The ticking is a loose piston rod pin.





This next engine is a V-4 cam operated push rod valve design. There is two valves per cylinder, one intake and one exhaust. This way the engine can run forward and reverse. I had also drilled holes for the exhaust on the side, this dramatically increased its speed. It will run up to 5000 rpm on 120psi. 

The cam operates reversed from the crank. I only realized at the end that I had to get creative with the intake. It works because the cam lobe for one cylinder's intake valve is the exhaust lobe for the opposing cylinder. It made for some real head scratchin to figure out what was going on. :wall: The valves are piston type, the cam pushed them up the expose the hole, the springs on top close them. The brass bits on top of the heads hold the springs down.















OK, now I know all of you will laugh at this next pic. It is a set of gears I made on my rotary table. Using a tool bit I ground down to an approximate angle by eye. They are not engineered in any way. But hey, they spin 5 G's! 





And here is the video.




Enjoy.

Kel


----------



## Deanofid (May 13, 2010)

Yeah, I enjoyed that, Kel!
Me thinks you've been at this longer than you let on. 
These engines run great, no matter what color they are. The V4 really cooks, (and smokes). ; )

Thanks a lot! These were great.

Dean


----------



## Philjoe5 (May 13, 2010)

Cool engines Kel, but rats you beat me to making a purple steam engine! I just found some Satin finish "Grape" (a Rustoleum product) at the local paint store yesterday. Same color as this emoticon, in fact :big: 

Cheers,
Phil


----------



## kcmillin (May 13, 2010)

Dean, I suppose I cant prove how long Ive been doing this, but Its been about 5 years since I first milled some aluminum on my drill press. Soon after that I bought the mini lathe, And what a learning process its been. I finally got a real mill a year and a half ago. I guess you could say that cigarettes aren't my only addiction. 

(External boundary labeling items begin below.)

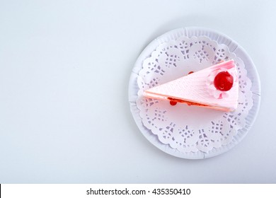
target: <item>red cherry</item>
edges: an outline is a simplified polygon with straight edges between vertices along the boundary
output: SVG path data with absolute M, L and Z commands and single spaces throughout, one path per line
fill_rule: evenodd
M 217 74 L 214 85 L 217 90 L 226 91 L 233 86 L 234 78 L 228 71 L 222 71 Z

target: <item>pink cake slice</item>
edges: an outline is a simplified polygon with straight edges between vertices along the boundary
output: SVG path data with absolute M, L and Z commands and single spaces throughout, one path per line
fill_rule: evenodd
M 147 98 L 226 112 L 238 105 L 238 79 L 233 60 L 224 62 L 146 90 Z

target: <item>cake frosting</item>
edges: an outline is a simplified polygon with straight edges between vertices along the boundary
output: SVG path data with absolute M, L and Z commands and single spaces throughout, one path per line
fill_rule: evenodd
M 238 79 L 233 60 L 224 62 L 144 92 L 147 98 L 226 112 L 238 105 Z

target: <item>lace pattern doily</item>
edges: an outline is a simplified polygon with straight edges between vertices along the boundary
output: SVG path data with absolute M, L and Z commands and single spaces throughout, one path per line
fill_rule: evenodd
M 146 98 L 144 91 L 215 64 L 233 59 L 237 66 L 239 98 L 231 112 Z M 202 151 L 229 144 L 246 125 L 253 106 L 251 81 L 243 62 L 224 44 L 206 36 L 180 36 L 160 44 L 143 62 L 137 82 L 136 104 L 144 127 L 159 140 L 180 152 Z

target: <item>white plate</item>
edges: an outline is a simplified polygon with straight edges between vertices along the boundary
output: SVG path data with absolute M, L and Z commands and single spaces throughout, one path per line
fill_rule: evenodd
M 246 126 L 249 127 L 246 127 L 238 130 L 237 134 L 234 137 L 236 140 L 235 141 L 233 141 L 225 146 L 222 146 L 217 148 L 214 148 L 208 153 L 204 153 L 202 151 L 182 153 L 176 148 L 173 148 L 168 144 L 161 143 L 158 139 L 156 135 L 154 134 L 151 130 L 143 125 L 142 118 L 139 115 L 139 110 L 136 105 L 136 100 L 138 97 L 137 92 L 139 91 L 137 78 L 139 71 L 142 69 L 143 61 L 146 58 L 149 57 L 152 52 L 155 50 L 161 43 L 168 42 L 172 39 L 176 40 L 178 37 L 182 35 L 188 37 L 192 36 L 207 36 L 209 39 L 217 41 L 219 44 L 224 44 L 229 47 L 231 52 L 234 52 L 237 57 L 243 60 L 246 66 L 246 69 L 248 72 L 247 76 L 252 82 L 251 91 L 253 93 L 252 98 L 253 100 L 253 105 L 246 118 Z M 259 110 L 260 102 L 260 85 L 258 74 L 253 62 L 252 62 L 250 57 L 247 54 L 246 52 L 235 41 L 229 38 L 228 36 L 212 30 L 197 27 L 185 28 L 174 30 L 161 35 L 152 41 L 141 53 L 135 63 L 130 76 L 129 84 L 129 101 L 130 103 L 131 112 L 136 124 L 139 128 L 141 132 L 151 144 L 155 145 L 157 148 L 160 148 L 163 151 L 174 156 L 183 158 L 200 159 L 215 156 L 230 150 L 237 143 L 240 142 L 241 139 L 247 134 L 250 127 L 252 126 L 255 120 Z

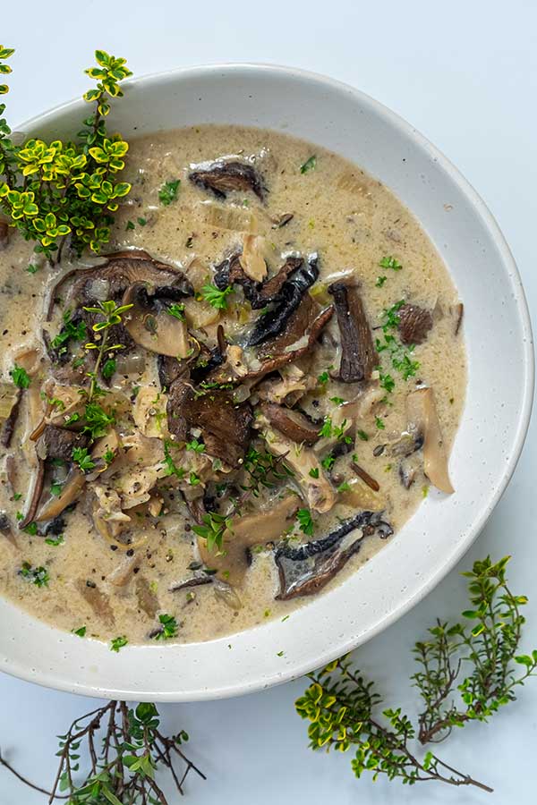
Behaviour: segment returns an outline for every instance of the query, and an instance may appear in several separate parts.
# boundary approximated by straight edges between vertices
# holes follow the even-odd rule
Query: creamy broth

Phil, the decision to make the engine purple was an easy one to make. In seems that purple spray paint was the only color I had at the time. :big:

Kel


----------



## SAM in LA (May 14, 2010)

Kel,

I think that you may be a "Sleeper Agent" for the MIA, Machinist Imagination Agency. Very impressive collection you have. Your camera is pretty cool too. I may have to shop for a new camera so I can do so high speed photography.

SAM


----------